Bajo la influencia cada vez más acentuada, de la monopolización de todas las riquezas, tanto de las naturales como de las creadas por el trabajo social, se desarrollo un nuevo sistema de servidumbre económica. Este sistema ejerció un influjo cada vez más funesto sobre todas las aspiraciones primitivas del liberalismo y sobre los principios auténticos de la democracia política y social, conduciendo, por lógica interna, hacia ese nuevo absolutismo que ha encontrado, hoy día, una expresión tan perfecta como vergonzosa en la estructura del Estado totalitario.

El movimiento socialista hubiera podido oponer un dique a ese desarrollo, pero el hecho es que la mayoría de sus representantes se dejó arrastrar por el torbellino de este proceso, cuyas consecuencias destructoras se manifestaron en la catástrofe general de la cultura que hoy contemplamos. El movimiento socialista hubiera podido convertirse en el ejecutor testamentario del pensamiento liberal al ofrecer a éste una base positiva en la lucha contra el monopolio económico, con el afán de que la producción social llegase a satisfacer las necesidades de todos los hombres. Constituyendo así el complemente económico de las corrientes de ideas, políticas y sociales del liberalismo, se hubiera convertido en un elemento poderoso en la conciencia de los hombres, y en vehículo de una nueva cultura social en la vida de los pueblos. En efecto hombres como Godwin, Owen, Thompson, Proudhon, Pi y Margall, Pisacane, Bakunin, Guillaume, De Pape, Reclus y, más tarde, Kropotkin, Malatesta y otros más, concibieron el socialismo en este sentido. Sin embargo, la gran mayoría de socialistas, con increíble ceguera, combatieron estas ideas de libertad basadas en la concepción liberal de la sociedad, considerándolas meramente como derivado político de la llamada Escuela de Manchester.

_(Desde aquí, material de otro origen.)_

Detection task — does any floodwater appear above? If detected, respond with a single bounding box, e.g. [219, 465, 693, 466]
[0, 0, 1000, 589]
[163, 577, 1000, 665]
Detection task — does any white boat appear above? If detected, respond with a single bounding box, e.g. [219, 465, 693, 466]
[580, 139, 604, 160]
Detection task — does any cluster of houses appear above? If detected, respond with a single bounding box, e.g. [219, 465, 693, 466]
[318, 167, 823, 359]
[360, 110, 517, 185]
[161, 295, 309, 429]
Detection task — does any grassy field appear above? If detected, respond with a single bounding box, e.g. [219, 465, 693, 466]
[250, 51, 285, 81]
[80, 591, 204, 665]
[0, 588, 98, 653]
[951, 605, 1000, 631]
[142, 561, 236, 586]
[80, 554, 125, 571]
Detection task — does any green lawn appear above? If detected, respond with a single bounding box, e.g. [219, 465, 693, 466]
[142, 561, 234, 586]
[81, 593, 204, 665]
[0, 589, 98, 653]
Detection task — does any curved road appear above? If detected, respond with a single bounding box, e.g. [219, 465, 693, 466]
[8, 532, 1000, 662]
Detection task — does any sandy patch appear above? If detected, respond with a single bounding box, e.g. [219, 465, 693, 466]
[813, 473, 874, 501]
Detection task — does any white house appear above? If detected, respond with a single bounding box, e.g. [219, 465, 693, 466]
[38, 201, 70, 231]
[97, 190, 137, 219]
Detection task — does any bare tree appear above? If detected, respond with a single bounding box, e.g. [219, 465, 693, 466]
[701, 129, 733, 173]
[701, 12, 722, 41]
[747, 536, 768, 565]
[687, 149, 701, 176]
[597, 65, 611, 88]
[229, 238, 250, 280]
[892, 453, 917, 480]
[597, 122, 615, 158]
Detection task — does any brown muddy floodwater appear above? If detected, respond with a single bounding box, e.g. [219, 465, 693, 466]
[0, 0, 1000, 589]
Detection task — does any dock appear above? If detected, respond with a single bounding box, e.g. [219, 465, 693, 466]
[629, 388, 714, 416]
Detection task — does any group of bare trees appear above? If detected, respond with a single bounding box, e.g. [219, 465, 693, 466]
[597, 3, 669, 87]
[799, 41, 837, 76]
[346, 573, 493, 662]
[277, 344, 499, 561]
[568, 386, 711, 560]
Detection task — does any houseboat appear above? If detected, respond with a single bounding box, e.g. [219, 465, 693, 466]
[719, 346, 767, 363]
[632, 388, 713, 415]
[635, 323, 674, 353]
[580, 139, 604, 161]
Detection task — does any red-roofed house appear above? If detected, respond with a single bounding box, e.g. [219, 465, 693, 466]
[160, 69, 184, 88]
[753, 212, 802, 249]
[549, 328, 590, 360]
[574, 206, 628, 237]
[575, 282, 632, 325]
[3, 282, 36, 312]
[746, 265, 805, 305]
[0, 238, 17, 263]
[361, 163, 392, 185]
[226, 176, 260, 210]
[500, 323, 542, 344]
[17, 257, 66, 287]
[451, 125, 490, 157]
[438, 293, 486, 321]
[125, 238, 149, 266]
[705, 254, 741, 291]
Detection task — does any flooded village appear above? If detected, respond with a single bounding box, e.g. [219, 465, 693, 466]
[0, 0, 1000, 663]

De este modo se refrescó y fortaleció sistemáticamente la creencia en la omnipotencia del Estado, creencia que había recibido un golpe sensible con la aparición de las ideas liberales de los siglos XVIII y XIX. Es un hecho significativo que los representantes del socialismo autoritario, en la lucha contra el liberalismo, tomaran prestadas sus armas, a menudo, del arsenal del absolutismo, sin que este fenómeno haya sido ni tan sólo advertido por la mayoría de ellos. Muchos, y especialmente los representantes de la escuela alemana, la cual, más tarde, había de lograr una influencia predominantes sobre todo el movimiento socialista, eran discípulos de Hegel, Fichte y otros representantes de la idea absolutista del Estado; otros sufrieron una influencia tan poderosa de la tradición del jacobinismo francés, que sólo podían concebir la transición al socialismo bajo la forma de dictadura; otros más, creyeron en una teocracia social, o en una especie de «Napoleón socialista», que habría de aportar la salud al mundo.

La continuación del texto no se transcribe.